Fin8 Using an Updated BackdoorBitdefender: Group Targets 2 Financial Institutions After a Long Layoff
Security firm Bitdefender has conducted a forensic analysis of a new backdoor, dubbed Sardonic, used by the financially motivated threat group Fin8 in recent attacks against two unidentified financial organizations.
Sardonic is an updated version of Fin8's previous backdoor called Badhatch that apparently is still under development, Bitdefender says. The gang's usual goal is attacking point-of-sale systems to obtain credit card information or as a general infostealer.
"The Sardonic backdoor is extremely potent and has a wide range of capabilities that help the threat actor leverage new malware on the fly without updating components," Bitdefender's report says.
Unlike Badhatch, Sardonic can be automatically enriched with new functionality without having to redeploy malware.
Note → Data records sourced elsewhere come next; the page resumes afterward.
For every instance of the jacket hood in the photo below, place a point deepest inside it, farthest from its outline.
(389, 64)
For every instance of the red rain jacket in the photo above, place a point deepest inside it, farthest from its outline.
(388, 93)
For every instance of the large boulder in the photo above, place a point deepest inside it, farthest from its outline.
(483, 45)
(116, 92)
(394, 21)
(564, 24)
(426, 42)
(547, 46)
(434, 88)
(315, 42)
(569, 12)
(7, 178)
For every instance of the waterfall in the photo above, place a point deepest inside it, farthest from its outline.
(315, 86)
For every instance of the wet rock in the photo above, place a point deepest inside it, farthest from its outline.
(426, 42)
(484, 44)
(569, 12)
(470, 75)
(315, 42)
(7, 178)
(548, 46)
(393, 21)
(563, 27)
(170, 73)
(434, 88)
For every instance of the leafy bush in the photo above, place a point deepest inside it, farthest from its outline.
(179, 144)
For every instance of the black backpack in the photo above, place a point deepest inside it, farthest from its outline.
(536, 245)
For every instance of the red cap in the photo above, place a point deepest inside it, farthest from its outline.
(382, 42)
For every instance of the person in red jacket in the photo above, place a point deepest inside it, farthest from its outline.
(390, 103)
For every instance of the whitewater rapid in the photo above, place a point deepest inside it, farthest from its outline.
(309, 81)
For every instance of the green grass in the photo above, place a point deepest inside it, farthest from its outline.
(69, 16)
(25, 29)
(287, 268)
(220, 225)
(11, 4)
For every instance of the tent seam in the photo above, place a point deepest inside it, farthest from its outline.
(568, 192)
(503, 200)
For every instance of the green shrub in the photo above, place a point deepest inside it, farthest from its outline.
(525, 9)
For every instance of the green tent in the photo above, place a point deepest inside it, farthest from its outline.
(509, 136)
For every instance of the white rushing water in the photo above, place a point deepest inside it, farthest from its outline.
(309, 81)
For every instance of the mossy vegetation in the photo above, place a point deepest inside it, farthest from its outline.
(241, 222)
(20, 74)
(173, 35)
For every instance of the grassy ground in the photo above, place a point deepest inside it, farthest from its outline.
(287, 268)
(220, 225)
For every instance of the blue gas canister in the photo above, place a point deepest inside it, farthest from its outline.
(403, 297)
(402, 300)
So, Fin8 apparently is adopting a more agile posture to cyberattacks, says Bogdan Botezatu, director of threat research for Bitdefender
Bitdefender says it has spotted FIN8 waging two attacks in the past few months. "This is an unusually high activity for a threat actor that used to take long breaks between attacks," Botezatu says.
Fin8 apparently spent several months building and testing the new backdoor before using it in the attacks, Botezatu says. Bitdefender analyzed one of those attacks.
The report did not identify when or where the attacks took place.
Fin8, which has been active since 2016, typically attempts to compromise companies in the financial, insurance, retail, hospitality, technology and chemical industries, Bitdefender says. The gang has waged attacks in the U.S., Canada, South Africa, Puerto Rico, Panama and Italy over the past year, the security firm says.
Fin8 has targeted financial services and POS systems primarily through "living off the land" attacks - using built-in tools and interfaces, such as PowerShell or WMI, and abusing legitimate services, such as sslip.io, to disguise their activity, Bitdefender says.
Bitdefender identified Fin8 updating Badhatch in December 2020 and again in January, creating Sardonic, which is version 2.14 of the malware.
"Sardonic is a much more flexible backdoor than Badhatch as it can deploy other payloads to the already compromised computer, which saves extra effort in re-infecting existing victims, should the threat group choose to take a different approach," Botezatu says. "The Sardonic backdoor also seems to be under significant development, and future versions could bring the group new capabilities."
In a recent attack on an unidentified financial institution that Bitdefender analyzed, Fin8 used a .NET binary to load a shellcode containing the malware into memory. Once loaded, the embedded dynamic link library obtained the value of the Y1US environment variable and extracted the string that contained options for behavior customization so it could make changes, Bitdefender says.
Fin8 then used its access to scan for victim networks, provide attackers with remote access, install a backdoor, and deliver other malware payloads. One primary target has been POS systems, with the goal of obtaining credit card and other financial information, according to the security firm Morphisec.
When Fin8 Attacks
Bitdefender's researchers are unsure exactly how FIN8 gains initial access to its victims' networks. But they say there's some evidence that social engineering and spear-phishing attacks may have been used.
In Fin8 attacks Bitdefender has previously studied that took place before the release of Sardonic, researchers saw user accounts were compromised - with the evidence of compromise first appearing on one of the database servers. Once the malware was on the network, the attackers engaged in network reconnaissance and used their access to retrieve a list of trusted domains and a list of domain controllers, the researchers said
The next step was moving laterally by targeting domain controllers and the malware used the built-in Windows Management Interface Command utility for remote code execution.
Bitdefender recommends that organizations take the following actions to minimize the impact of this malware:
- Separate the POS network from networks used by employees or guests;
- Introduce cybersecurity awareness training for employees to help them spot phishing e-mails;
- Tune the e-mail security solution to automatically discard malicious or suspicious attachments;
- Integrate threat intelligence into existing SIEM or security controls for relevant indicators of compromise.